Nell resisted the temptation to make him squirm—he hadn’t been nearly as obnoxious as usual today. “I grew up with six brothers, and my girls have still managed to cover half my house in glitter glue and shiny things.” Maybe more than half.
“But you’re a girl.” His cheeks reddened as he set their plates back down on the table. “I mean, a woman. But you were a girl once.”
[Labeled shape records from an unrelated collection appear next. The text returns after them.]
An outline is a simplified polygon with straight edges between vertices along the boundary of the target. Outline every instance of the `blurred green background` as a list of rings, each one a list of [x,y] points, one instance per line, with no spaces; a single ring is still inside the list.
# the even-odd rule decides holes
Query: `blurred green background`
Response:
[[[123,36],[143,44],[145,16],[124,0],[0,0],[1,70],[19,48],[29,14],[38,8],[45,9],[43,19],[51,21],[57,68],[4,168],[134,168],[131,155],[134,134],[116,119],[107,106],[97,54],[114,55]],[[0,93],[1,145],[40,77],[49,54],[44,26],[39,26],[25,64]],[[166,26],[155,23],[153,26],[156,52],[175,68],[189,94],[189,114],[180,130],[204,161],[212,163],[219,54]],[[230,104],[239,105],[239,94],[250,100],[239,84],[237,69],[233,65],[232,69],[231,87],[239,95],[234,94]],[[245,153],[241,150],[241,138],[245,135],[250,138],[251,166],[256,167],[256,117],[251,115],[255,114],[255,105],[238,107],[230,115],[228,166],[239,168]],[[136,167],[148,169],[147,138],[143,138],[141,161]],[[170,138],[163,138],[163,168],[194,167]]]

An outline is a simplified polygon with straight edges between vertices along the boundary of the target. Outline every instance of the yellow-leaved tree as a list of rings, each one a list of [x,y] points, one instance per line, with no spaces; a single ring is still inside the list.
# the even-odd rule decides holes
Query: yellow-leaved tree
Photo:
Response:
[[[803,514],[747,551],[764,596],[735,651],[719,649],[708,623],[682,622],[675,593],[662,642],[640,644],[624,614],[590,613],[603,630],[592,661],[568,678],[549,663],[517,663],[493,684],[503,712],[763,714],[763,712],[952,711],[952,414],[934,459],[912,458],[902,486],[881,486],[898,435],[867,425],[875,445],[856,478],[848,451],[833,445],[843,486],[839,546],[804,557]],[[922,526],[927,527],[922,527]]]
Nell hid a grin. Marcus’s happily sexist bubble was full of a lot of pinholes these days. “I wasn’t that kind of girl.”
She moved the carrots from her plate to his. Cheese was orange—that was good enough. “It’s not our job to teach them about glitter and coordinating outfits. It’s our job to teach them to be loved and have generous hearts.”
He scowled. “Glitter might be easier.”
Nell picked up the cookie that had shown up along with the carrots and contemplated the man who thought his heart was lacking. “I have three girls you can borrow any time you like.”
He nodded, distracted, eyes back on Morgan.
And then turned to Nell again, eyes suddenly intent. “Thanks.”
She blinked and chewed slowly on her cookie. Marcus Buchanan had figured out how to be a friend.
Miracles really did happen.
-o0o-
Cass sat quietly, Rosie on her lap. She’d heard the notes of a musician hard at work and wandered in, looking for some musical company.
And found a child playing.
Or not quite a child. Ellie Brennan had been a fixture at The Barn ever since she was a baby. Fastest toddler in the nation, her father had called her.
She wasn’t a toddler now. Brown waves of hair haloed a face of beauty and fierce concentration. Ellie Brennan was growing up.
And if looking at her long, teenage legs and screaming pink fingernails hadn’t made that clear, the music pouring out of her fiddle would have.
The talent wasn’t surprising—not in this town. Musical genius flowed in the Margaree water. But the focus was, and the finger calluses that spoke of long hours with fiddle strings underneath them. Cass had noticed those the night before when Ellie had been keeping the fiddlers’ glasses full.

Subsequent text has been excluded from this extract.